And those millions, in turn, stand for everyone who built the biggest global movement of the millennium over the past decade, coming together across nations to demand action on climate change. They were as important to climate progress as the engineers who dropped the price of renewables.
It began slowly (I helped found 350.org, the first attempt at a grassroots global climate movement, in 2008) but accelerated as people around the world joined in — most often the leaders were -indigenous activists and people already on the front lines of climate change, because they had the most at stake. Together, we fought pipelines and frack wells and coal ports, and built enough power that Barack Obama and other world leaders couldn’t come back from Paris empty-handed in 2015, unlike in 2009.

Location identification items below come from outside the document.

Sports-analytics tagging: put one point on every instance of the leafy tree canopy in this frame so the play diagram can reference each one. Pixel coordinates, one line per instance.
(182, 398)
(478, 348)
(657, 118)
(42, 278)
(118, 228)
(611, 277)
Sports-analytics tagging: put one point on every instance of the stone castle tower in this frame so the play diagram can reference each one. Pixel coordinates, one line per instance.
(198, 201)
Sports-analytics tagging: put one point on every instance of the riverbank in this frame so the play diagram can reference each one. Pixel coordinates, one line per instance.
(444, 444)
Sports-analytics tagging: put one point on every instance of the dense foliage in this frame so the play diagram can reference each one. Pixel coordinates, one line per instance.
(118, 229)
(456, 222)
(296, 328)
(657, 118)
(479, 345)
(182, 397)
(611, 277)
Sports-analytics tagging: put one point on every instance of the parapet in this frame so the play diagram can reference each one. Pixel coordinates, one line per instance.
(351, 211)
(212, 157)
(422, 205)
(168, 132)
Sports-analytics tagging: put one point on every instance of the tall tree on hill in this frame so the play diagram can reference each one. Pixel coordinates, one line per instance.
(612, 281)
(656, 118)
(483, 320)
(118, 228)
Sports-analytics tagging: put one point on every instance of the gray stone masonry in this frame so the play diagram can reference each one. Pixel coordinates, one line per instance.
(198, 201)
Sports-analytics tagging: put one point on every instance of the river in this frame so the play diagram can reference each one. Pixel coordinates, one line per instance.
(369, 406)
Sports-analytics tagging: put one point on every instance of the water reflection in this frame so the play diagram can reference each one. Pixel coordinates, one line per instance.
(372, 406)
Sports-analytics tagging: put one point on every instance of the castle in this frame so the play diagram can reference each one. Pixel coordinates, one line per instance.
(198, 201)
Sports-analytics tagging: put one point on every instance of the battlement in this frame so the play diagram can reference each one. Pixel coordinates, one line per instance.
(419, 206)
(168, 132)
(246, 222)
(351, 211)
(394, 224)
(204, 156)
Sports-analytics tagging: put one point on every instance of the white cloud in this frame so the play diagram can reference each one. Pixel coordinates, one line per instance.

Young people were among the biggest leaders in the fight. You know Greta Thunberg, and you should. But she would be the first to say there are thousands of young leaders like her; in this country, they’ve included people like Varshini Prakash, whose advocacy of the Green New Deal through the Sunrise Movement helped transform U.S. politics. By 2020, thanks to a decade of mobilization, climate change broke through politically: Polls showed it near or at the top of Democratic-voter concerns. And so Biden named Prakash to a small team working on climate policy. Citizen pressure finally translated into legislative action when our first real climate bill, the Inflation Reduction Act, passed in August — 34 years and 45 days after climate scientist Jim Hansen first testified to Congress that global warming was underway. Which leads us to …
$369 Billion
That’s the floor on spending that Congress designated in the Inflation Reduction Act for energy transformation in our country — money that could accelerate the switch to a clean, electrified America and spur the same around the world.
The bill passed by the barest of margins — Kamala Harris broke a 50-50 tie in the Senate,
and no Republican in either chamber voted for the bill. And before he voted “aye,” West Virginia’s Joe Manchin (who has taken extraordinary amounts of fossil-fuel money) stripped the law of most of its teeth.
Still, it’s a serious pot of money. And it could grow larger — the spending is essentially uncapped, so if enough projects materialize that qualify under its rules, the total could end up closer to $800 billion. That money could underwrite the quick conversion of home after apartment after office: The consumer trinity of heat pump and induction cooktop and e-mobility is suddenly a real prospect. But there’s nothing automatic about it; it’s a lot of cash, but consider the challenge we still face: There are 140 million homes and apartments in America. Even finding enough electricians to do the work is hard. By some estimates, America needs a million more of them.
If it takes us 40 years to make this transition, the planet we run on clean energy will be a broken planet. The only question that really matters, then, is pace: Can we go fast enough to begin to catch up to physics? Which means that the key numbers may turn out to be things like …
121 Degrees
Which is how hot it got in Canada the summer before last, breaking the old national record by eight degrees as a “heat dome” settled across the north, a development so unsettling to scientists that it convinced some we had entered a new phase of the planet’s warming. This conviction was bolstered this summer when we saw similarly anomalous and even more deadly heat waves in China and the subcontinent. Or 780 percent, which is how much of the year’s average rainfall fell in parts of Pakistan over just a few weeks, a rainstorm so epic it melted away people’s earthen homes. Or $313 billion, which is how much economic damage climate-spawned disasters did last year. We live in a world where reason — including economic reason — dictates we move as fast as is possible toward clean energy. But inertia and vested interest provide friction that slows that transition. So the tie will be broken, or not, by something that can’t be quantified: a combination of fear, hope, moral indignation, and human solidarity that provides, or doesn’t, the political will to break this logjam. You can’t count on it — but if we push, it will count.